Soverato, toponomastica “all’ammuzzu”…


…o, per gli amerikanomani, “casual”. Mi avvicina, ieri 22, un amico, parlandomi di una sua proposta di dedicazione di uno spazio pubblico tuttora anonimo. Io, per i motivi che esporrò più avanti, non posso farci nulla; però vi sottopongo alcune riflessioni.

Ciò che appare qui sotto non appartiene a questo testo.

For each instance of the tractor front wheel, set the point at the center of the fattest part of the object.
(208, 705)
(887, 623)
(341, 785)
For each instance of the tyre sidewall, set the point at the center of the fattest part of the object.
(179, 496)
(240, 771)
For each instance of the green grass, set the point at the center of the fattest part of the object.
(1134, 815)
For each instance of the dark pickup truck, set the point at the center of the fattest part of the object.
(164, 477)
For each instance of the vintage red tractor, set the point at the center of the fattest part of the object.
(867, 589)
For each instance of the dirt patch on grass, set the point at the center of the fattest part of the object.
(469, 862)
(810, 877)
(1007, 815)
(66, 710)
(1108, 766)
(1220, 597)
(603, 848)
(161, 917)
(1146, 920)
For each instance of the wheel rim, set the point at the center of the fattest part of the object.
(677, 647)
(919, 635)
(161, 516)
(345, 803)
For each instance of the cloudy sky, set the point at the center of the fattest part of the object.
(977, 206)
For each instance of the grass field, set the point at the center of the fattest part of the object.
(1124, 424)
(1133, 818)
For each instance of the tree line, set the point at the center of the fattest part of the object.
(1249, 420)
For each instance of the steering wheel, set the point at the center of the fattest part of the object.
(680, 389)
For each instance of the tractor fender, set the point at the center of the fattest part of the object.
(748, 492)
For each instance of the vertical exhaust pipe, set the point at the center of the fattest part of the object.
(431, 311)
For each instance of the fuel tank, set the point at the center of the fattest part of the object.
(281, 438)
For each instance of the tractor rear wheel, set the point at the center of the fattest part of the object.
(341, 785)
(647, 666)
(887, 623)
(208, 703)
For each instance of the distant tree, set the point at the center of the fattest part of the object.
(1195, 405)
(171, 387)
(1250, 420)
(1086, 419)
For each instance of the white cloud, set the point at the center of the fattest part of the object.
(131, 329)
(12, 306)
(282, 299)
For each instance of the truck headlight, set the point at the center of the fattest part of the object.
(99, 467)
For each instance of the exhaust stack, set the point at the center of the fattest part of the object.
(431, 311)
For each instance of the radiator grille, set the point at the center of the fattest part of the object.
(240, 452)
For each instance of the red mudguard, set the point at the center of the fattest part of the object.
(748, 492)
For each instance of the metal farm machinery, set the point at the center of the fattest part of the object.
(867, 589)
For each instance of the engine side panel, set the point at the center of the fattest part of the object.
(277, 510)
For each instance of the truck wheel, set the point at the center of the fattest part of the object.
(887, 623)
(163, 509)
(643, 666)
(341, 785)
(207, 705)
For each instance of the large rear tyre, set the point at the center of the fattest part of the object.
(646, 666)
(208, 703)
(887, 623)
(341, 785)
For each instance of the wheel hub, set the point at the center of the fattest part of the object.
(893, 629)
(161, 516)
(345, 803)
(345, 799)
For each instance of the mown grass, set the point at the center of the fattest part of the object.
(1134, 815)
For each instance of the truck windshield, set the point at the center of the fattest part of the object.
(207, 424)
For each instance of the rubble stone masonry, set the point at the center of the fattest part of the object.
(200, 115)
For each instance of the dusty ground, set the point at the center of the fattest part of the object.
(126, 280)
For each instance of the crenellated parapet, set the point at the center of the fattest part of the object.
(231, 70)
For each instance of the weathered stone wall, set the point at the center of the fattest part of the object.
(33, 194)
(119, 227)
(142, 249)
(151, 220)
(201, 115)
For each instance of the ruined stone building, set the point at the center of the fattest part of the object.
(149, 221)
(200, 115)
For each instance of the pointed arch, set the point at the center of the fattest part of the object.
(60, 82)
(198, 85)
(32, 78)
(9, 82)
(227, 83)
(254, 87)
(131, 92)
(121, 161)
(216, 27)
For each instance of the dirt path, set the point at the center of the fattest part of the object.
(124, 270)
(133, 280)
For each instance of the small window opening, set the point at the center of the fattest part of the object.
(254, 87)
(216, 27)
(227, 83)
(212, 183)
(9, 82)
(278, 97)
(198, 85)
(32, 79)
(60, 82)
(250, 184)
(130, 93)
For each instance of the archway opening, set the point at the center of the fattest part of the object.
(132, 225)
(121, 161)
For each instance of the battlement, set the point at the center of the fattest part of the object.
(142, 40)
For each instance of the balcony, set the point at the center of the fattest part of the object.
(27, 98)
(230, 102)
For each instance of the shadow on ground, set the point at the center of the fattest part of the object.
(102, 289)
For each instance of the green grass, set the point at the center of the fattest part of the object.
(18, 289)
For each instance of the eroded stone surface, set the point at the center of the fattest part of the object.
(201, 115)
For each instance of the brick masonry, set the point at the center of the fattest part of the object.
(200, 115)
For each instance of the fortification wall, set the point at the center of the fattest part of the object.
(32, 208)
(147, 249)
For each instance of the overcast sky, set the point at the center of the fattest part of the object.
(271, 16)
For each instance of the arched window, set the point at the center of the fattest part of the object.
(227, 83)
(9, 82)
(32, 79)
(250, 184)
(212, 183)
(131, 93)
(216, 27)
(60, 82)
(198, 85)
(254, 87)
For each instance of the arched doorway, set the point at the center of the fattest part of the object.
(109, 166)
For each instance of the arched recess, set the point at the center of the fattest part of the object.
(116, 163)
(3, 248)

 Chissà se da qualche parte c’è una delibera d’intitolazione delle vie e piazze a qualcuno o a qualcosa, fiori e alberi inclusi? Ne dubito moltissimo. E, infatti, la città brulica di luoghi intestati a immeritevoli e dannosi politicanti degli anni 1970-80; o a sconosciuti qualsiasi; o frutto di autoproclamazioni per mano di parenti; o trionfi della botanica… La via più lunga e popolata è dedicata a un Amirante che, ammesso sia nato a Soverato e non a Cardinale o viceversa, non ebbe mai niente a che vedere con Cardinale e Soverato; e non se lo fila nemmeno la diocesi di Napoli che lo dovrebbe canonizzare e non lo fa. Francesco Marini da Zumpano e fra Giacomo da Soverato hanno viuzze povere e ignote; e così, anzi peggio, accade a Cassiodoro e Pitagora. Del tutto assenti Mimì Caminiti, Mario Munizzi, Mimmo La Rosa… E non vi racconto che guerra ci volle per dedicare a don Gnolfo una vuota piazzetta! Il Gagini ha una ventina di metri quadri. In compenso, vanta una scuola e una via un tale Guarasci che, per il solo fatto di essere stato presidente della fallimentare Regione Calabria 1970-2022, dovrebbe essere solo dimenticato nei secoli.

 Da dove sono spuntate queste intestazioni e non intestazioni? Ma dal caso, da umori passeggeri, da poteri transeunti di partiti ormai spariti da decenni, da colpi di mano di privati… Né esiste una regola, né mai si vide una commissione per la toponomastica.

 Più esattamente, l’allora sindaco Gianni Calabretta ne costituì… beh, ne chiamò, perché una nomina non ci fu… una commissione. Non vi dico chi ne faceva parte, giacché i più sono defunti, e parce sepultis. Nell’unica seduta (solo in senso letterale, visto che ci sedemmo!) io proposi un regolamento duro e puro, che, ovviamente, cadde nel vuoto; mentre volavano le più simpatiche proposte, tra le quali ricordo una via a una femminista messicana sconosciuta anche a chi la proponeva; e un’altra a un personaggio protagonista di cronache ma allora vivo… anzi, vivo tuttora, e gli auguro altri cent’anni. Di fronte a tale esaltazione della fantasia al potere, Calabretta sciolse… no, non sciolse perché non l’aveva mai legata, la sfortunata commissione; e sui nomi dei luoghi (toponomastica) tornò a dilagare la soveratese anarchia.

 Oggi è difficile intervenire, perché il mutamento di denominazione di un luogo pubblico comporta un bel po’ di impicci anche per i residenti; e ci vorrebbe (in tutta Italia) una deroga alla burocrazia e relative spese. Ma almeno un regolamento che ci salvi, in futuro, da via Pinco e via Pallino simpatici a qualcuno… a cominciare dal rispetto della legge del 1927 che impone passino dieci anni dalla morte del candidato. E già… se nel frattempo si scopre che il santo o l’eroe, invece… ahahahahahah! E si sa che, il giorno delle esequie sono tutti buoni e importanti e “solari”; dieci anni dopo, bisogna vedere se se li ricorda qualcuno. Una legge fatta bene… anche se (che brutta cosa l’onestà intellettuale dello storico!) la violarono più di una volta anche all’epoca!